Overall, the company manages nine languages, including Russian and Portuguese, from seven sites in Cairo and upper Egypt. These centers are typically in dedicated technology parks such as the Smart Village on the outskirts of the capital and Maadi Contact Center Park in Cairo.

COVID-19 challenges and overcoming security reputation

In response to COVID-19, the Egyptian CX services industry, which had experience in BCP from the 2011 political disruption in the country, reverted to WAH, operating under lockdowns and night curfew. In April, ITIDA sampled 19 companies, 11 of which migrated 100% of their staff to WAH, with the remaining eight migrating 50-90%. For example, Xceed used its in-house remote applications and VPN to transfer 75-80% of the employees to home work. For those clients whose infrastructure did not allow distributed workplaces, Xceed rented small locations such as hotels, where the agents could live and work in social bubbles. The company also began supporting the national virus hotline.

The slowdown of the travel industry in the country also freed multilingual resources and opened up new demographic segments such as middle-aged agents speaking French. Xceed tapped into these resources and enabled digital recruitment, starting in March. For the company, WAH created other benefits such as lower attrition and higher adoption of split shifts to handle higher volumes with the same employees.

At the national level, the pandemic triggered the acceleration of the government service digitization plan for 2020, which targets automation of registries and public services for real estate, supply, and traffic documentation services such as driving license renewals.

Positive outlook

The Egyptian government is expanding the national infrastructure, opening four technology parks outside the capital in cities such as Sadat, and is currently developing the purpose-built new administrative capital where Xceed plans to open a new site. It is increasing the average internet speed of the country, investing $1.6bn, and trying to reach 20 Mbps by the end of 2020.

In parallel, the government passed a new data protection law, aligned closely with the regulatory framework of GDPR, improving the support position for EU.

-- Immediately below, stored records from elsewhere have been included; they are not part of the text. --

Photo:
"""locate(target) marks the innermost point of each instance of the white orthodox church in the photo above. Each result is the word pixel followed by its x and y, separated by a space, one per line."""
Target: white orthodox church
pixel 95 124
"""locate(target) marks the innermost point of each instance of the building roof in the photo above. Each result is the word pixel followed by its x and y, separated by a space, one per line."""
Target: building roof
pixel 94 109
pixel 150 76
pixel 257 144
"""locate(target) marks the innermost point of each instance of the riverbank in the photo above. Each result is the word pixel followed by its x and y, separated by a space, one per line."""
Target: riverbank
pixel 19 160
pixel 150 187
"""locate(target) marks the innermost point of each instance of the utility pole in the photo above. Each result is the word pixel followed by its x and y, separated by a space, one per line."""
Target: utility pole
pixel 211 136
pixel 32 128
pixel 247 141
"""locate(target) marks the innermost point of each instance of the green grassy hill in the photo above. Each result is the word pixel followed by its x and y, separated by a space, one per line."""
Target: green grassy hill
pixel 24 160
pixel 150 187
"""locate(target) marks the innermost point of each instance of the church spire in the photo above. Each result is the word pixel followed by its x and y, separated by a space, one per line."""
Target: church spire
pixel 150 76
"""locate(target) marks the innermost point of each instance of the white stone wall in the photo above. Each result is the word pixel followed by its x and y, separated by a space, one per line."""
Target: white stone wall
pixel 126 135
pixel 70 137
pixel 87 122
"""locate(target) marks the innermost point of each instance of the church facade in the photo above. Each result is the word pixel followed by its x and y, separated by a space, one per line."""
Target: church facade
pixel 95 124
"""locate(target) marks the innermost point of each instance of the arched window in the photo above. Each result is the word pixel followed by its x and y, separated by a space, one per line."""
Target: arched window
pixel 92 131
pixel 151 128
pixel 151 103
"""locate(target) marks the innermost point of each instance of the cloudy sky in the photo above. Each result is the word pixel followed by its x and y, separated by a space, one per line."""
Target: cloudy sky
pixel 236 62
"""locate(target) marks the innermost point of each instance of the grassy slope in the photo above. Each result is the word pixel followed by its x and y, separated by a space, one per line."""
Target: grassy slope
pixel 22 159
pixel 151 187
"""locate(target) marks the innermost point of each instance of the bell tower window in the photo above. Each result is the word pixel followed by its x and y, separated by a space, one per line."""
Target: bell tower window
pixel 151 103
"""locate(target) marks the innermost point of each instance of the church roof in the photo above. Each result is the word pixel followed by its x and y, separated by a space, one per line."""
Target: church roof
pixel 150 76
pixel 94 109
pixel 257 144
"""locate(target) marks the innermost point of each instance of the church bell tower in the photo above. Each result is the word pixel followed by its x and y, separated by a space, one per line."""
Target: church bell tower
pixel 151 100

To expand the talent pool, the Egyptian Ministry of Communications and Information Technology is running programs to train students in digital skills as well as campaigns with information on career development in BPS. ITIDA is organizing other talent development initiatives such as a software engineering competence center for engineer certification, and is implementing a national program, Next Technology Leaders, to train 10k people in ML, DL, and AI, with around 5.3k trainees already graduated.

The agency is also fine-tuning its incentive scheme, and from June is allowing companies to benefit from financial support for telecom operating costs as well as training costs for their existing employees (as opposed to new hires only).

For Xceed, by the end of 2020, the company expects to return more employees to the centers and keep ~20-30% in WAH. In terms of growth opportunities, the company is seeing continued interest from the Middle East, returning demand from the U.K., and new interest from Continental Europe and the U.S.